Brawny patrons of the Gurudutt Gymkhana in Dharavi flexed and heaved on Thursday, not to the usual Bollywood disco beats, but to the reverberating bass of hip hop coming from two stories above.
Vinayak Vaiti, the akhaada style gym’s burly proprietor, assumed a position outside his office to play host to his esteemed guests that evening — UK-based reggae artist Apache Indian and two US-based artists handled by Timbaland Productions, Amar, Rebel and music producer Jim Beanz.
“It’s a good programme and I am happy to have them playing here. We know Apache’s music from those performing,” said Vaiti, whose gymkhana turns 50 next month.
Vaiti is referring to an impromptu concert titled ‘Respect Recycle’ that had Mumbai’s most popular shanty in a hip hop haze.
The gig was put together by Acorn International, a non-profit organisation, and 21 Tigers Entertainment, a Mumbai-based music marketing agency.
“We heard of Acorn’s great initiative called ‘The Dharavi Project’, which supports the rag pickers of the area and the recycling industry within Dharavi, and created a concert around it because these artists under Timbaland were visiting Mumbai in any case,” said Jitin Abraham, co-founder of 21 Tigers.
Holding onto their paper invites that read ‘Aao Dharavi Ka Josh Manao’, eight to 12-year-olds headed for the gym instead of home and added to the noise and crowd quotient.
“I know Apache Indian,” boasted 12-year-old Sagar Sapkal. “I have heard Boom shak a lak and I also love English music such as Bebot, Rise up, Satisfaction and Belly Dancer,” said Sapkal, referring to his favourite hip hop tracks.
Even in the presence of international artists of repute, those given real star treatment were the six members of Dharavi-based Tamil hip hop group, Sout Dandy Squad. “It’s D-Block season. We are proud of our hood and to be making music here. Tonight we are performing a new rap song on recycling that we composed for Acorn,” said 20-year-old Slim Styla.
The climate solutions event saw the sole invitees, the denizens of Dharavi, engaging also with graffiti and installation artists.

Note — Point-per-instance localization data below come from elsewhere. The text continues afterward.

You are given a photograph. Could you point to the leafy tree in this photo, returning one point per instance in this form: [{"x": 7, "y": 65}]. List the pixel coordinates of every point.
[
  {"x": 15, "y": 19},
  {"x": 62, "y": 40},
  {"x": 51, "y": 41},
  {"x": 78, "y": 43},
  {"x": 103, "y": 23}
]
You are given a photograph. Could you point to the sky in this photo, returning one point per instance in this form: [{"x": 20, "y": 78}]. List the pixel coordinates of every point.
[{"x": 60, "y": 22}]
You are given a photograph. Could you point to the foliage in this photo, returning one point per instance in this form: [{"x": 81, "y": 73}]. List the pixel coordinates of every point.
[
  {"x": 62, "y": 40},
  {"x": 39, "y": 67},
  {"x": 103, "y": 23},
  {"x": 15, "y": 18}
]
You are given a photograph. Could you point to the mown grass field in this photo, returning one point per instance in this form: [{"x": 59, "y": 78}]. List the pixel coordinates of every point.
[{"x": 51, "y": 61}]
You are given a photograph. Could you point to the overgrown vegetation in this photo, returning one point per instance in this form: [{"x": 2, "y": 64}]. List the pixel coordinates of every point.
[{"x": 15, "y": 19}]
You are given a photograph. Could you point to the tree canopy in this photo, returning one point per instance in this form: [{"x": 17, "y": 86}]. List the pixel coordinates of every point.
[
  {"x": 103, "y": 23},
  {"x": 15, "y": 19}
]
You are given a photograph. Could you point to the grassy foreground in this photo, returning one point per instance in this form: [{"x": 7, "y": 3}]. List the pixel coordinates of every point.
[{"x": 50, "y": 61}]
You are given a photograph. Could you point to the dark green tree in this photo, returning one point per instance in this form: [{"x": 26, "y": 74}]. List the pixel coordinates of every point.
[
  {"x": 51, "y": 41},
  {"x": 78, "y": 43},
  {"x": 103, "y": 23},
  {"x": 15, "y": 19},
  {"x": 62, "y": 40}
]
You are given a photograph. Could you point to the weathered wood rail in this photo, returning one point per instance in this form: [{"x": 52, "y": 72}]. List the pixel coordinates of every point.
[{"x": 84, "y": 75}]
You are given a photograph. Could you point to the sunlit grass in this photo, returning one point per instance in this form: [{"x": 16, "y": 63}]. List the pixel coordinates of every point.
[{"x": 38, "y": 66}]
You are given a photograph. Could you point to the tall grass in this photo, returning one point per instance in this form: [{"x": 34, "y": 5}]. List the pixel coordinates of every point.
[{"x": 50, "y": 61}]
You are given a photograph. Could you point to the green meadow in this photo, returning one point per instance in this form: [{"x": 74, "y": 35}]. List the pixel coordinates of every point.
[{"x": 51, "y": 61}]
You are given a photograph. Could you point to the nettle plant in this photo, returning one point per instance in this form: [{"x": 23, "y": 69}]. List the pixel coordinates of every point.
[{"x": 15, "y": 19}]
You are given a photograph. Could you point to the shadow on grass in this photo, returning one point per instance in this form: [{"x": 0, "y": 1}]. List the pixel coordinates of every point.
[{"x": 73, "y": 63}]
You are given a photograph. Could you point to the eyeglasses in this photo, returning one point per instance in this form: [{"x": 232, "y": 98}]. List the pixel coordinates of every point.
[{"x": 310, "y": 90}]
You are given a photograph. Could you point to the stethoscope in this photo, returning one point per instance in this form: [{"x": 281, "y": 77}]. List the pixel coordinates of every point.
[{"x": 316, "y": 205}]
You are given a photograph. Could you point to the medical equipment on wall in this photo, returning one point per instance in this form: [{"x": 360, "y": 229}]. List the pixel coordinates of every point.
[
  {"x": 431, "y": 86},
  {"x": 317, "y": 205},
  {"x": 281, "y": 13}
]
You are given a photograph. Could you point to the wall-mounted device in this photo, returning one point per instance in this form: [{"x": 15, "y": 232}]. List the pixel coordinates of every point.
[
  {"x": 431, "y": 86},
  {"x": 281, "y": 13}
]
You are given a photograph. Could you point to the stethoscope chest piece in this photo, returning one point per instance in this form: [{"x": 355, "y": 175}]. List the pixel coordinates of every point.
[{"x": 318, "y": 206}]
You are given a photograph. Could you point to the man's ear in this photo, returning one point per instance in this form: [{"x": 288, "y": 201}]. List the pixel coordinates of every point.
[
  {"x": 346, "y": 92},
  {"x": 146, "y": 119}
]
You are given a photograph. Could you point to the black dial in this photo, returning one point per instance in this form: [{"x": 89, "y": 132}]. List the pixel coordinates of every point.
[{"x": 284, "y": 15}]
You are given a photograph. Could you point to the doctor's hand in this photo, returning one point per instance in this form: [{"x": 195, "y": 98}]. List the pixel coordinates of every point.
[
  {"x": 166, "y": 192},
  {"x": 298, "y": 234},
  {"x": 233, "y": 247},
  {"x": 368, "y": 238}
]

“This is the real India, and to work with and understand the talent here is great. I visit here four times a year and do a lot of charity gigs but it’s good that my team from the US is getting a different perspective on Mumbai. I’m here supporting Dharavi,” said Indian.
With a little help from the Slumdog Millionaire shine that Dharavi continues to bask in, Abraham hopes to push the momentum forward with more such events. “It’s not a one-off gig. We are in talks to have the artists take up art and craft projects with the youth. If Slumdog... brought it attention, we intend to retain that,” Abraham said.